Bosnian lawyer, politician and judge

Seada Palavrić (born 10 November 1954 in Tuzla) is a Bosnian lawyer, politician, judge, and a retired member of the Constitutional Court of Bosnia and Herzegovina. She declared ethnic affiliation as Bosniak.

== Biography ==

Palavrić graduated from the Sarajevo Law School in 1984 and passed the bar exam in 1995.

In the 1980s, Palavrić worked as legal consultant for the Thermoelectric Power Plant Tuzla. From 1993 to 2002, she was appointed District Labour Inspector and a Secretary of the Tuzla District Assembly.

In 1994, she chaired the establishing committee of the Tuzla-Podrinje Canton as the first canton in the Federation of Bosnia and Herzegovina. From 1994 to 2002 she was Secretary of the cantonal assembly and the served as cantonal public attorney.

She also held the position of Assistant to the Minister of Justice of the Federation of Bosnia and Herzegovina and of liaison officer of the Federation entity government to the Human Rights Commission for Bosnia and Herzegovina and Ombudsman.

From 1996 to 2002, Palavrić was elected to the Federation entity's House of Representatives and from 2002 to 2005 to the State-level House of Representatives.
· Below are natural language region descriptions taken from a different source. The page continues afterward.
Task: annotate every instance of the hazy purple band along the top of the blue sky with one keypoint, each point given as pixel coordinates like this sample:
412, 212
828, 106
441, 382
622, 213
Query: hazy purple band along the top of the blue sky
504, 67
She was Deputy Chairman of the Committee on Foreign Affairs and from 2001, she was vice president of the Bosniak Party of Democratic Action (SDA).

On 6 December 2005, she was appointed by the Federation entity parliament as a judge of the Constitutional Court of Bosnia and Herzegovina. In 2008, she was selected by her colleagues to serve as President of the court for a term. From 2009 to 2015 she served as vice-president of the court, and in June 2024 was appointed to another term as president of the court.

Palavrić was a member of the expert team involved in the Dobrinja Arbitration in accordance with the Decision of the High Representative, and a member of the High Representative's Commission for Amendments to the Constitution of Bosnia and Herzegovina, established after the adoption of the Constitutional Court's decision on the constituent peoples. She has published numerous professional articles in Pravni savjetnik, issued by the Civil Society Promotion Centre.

Palavrić retired from the court in May 2025, after her term expired due to reaching retirement age.